黛敏郎
昭和天平楽
Victor (Japan) 1971
VX-53 (LP) Original pressing, 見開きジャケット
sleeve : EX(ごくわずかに色あせ)
media : EX/EX(わずかにチリノイズが入る箇所あり)
50年代初期にミュージック・コンクレート、電子音楽や前衛音楽を日本に紹介し、自身もそれらに影響を受けたコンポジションを数多く発表した戦後日本を代表する作曲家/現代音楽家、黛敏郎による1970年リリースのアルバム。東芝レコードの<現代日本音楽シリーズ>から。
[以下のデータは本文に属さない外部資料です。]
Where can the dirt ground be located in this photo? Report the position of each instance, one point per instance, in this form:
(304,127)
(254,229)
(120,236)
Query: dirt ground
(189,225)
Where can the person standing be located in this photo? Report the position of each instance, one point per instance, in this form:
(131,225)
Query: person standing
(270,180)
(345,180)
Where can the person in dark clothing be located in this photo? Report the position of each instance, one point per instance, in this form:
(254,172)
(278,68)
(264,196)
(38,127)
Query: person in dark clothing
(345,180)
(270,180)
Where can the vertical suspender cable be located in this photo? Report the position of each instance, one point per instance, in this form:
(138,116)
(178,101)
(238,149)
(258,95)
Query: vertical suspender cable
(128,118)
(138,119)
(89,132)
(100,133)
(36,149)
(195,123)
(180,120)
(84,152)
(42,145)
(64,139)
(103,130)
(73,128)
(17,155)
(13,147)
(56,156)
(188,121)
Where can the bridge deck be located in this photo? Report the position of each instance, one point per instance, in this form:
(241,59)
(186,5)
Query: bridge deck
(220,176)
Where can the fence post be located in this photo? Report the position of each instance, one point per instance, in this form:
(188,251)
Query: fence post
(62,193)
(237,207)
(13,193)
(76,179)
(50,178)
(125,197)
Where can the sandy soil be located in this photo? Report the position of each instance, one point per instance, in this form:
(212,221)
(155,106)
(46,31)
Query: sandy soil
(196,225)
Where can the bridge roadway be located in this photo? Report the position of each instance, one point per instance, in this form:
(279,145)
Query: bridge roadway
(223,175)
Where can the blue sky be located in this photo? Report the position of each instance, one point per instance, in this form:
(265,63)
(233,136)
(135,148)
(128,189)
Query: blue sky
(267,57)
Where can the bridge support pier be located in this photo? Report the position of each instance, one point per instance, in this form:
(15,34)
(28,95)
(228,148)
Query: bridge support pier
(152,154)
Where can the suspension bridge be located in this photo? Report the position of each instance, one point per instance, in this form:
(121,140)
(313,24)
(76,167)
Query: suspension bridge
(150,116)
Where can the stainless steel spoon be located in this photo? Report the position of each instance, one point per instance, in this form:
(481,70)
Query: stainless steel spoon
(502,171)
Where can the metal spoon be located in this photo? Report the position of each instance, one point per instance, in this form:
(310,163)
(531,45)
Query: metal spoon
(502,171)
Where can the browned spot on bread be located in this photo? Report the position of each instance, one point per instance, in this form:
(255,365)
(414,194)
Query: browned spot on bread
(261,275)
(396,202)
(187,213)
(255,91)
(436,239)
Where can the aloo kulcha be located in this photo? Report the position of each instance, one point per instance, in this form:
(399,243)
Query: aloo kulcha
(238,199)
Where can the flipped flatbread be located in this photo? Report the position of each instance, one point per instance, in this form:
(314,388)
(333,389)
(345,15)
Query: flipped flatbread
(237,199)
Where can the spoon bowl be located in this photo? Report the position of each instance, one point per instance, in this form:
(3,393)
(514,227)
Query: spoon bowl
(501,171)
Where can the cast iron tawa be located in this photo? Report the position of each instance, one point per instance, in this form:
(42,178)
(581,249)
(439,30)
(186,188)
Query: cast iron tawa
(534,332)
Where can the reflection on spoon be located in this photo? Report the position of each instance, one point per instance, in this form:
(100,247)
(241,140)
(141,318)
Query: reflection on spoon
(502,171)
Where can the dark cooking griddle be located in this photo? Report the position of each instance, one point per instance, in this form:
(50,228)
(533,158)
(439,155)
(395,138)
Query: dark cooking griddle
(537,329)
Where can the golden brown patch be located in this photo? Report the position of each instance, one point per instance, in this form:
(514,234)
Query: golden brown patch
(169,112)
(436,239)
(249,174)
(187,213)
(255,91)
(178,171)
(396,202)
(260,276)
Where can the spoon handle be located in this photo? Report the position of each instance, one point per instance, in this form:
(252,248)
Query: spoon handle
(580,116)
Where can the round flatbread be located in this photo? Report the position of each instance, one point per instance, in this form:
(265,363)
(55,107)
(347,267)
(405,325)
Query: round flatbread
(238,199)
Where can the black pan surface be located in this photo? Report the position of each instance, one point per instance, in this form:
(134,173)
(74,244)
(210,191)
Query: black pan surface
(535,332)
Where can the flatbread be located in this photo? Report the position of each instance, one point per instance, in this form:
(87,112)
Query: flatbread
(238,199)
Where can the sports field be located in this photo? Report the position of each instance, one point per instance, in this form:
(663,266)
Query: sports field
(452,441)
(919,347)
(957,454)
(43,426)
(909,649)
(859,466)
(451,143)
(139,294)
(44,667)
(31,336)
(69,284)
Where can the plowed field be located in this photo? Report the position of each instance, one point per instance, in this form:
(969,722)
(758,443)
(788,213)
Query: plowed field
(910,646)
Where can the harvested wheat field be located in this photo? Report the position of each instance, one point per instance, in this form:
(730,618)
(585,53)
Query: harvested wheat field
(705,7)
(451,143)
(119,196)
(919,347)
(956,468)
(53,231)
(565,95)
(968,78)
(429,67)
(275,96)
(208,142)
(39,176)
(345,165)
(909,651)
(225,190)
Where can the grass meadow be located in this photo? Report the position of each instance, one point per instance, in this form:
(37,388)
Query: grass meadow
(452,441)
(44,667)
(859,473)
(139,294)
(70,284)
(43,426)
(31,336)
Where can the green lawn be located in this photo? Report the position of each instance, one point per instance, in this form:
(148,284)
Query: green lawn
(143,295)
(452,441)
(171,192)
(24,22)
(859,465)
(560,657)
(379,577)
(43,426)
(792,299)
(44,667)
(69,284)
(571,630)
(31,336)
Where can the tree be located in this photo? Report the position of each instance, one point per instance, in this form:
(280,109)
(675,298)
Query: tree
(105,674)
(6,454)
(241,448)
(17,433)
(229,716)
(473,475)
国立劇場の依嘱で1970年に宮内庁式部職楽部によって初演された、日本の古典音楽である雅楽の音楽様式に挑んだ作品。笙、竿、篳篥、琵琶、箏、鞨鼓といった雅楽独特の伝統楽器を用いた管絃編成を基調に拡張したものですが、笙の合竹による和音構成と20世紀後半の現代音楽の主流のひとつであったトーン・クラスターに共通点を見出し、まったく新しい概念のもと雅楽が捉えられています。武満徹の「秋庭歌」同様、民族音楽/伝統音楽の異質性を見事に昇華した音の世界を表現した名作です。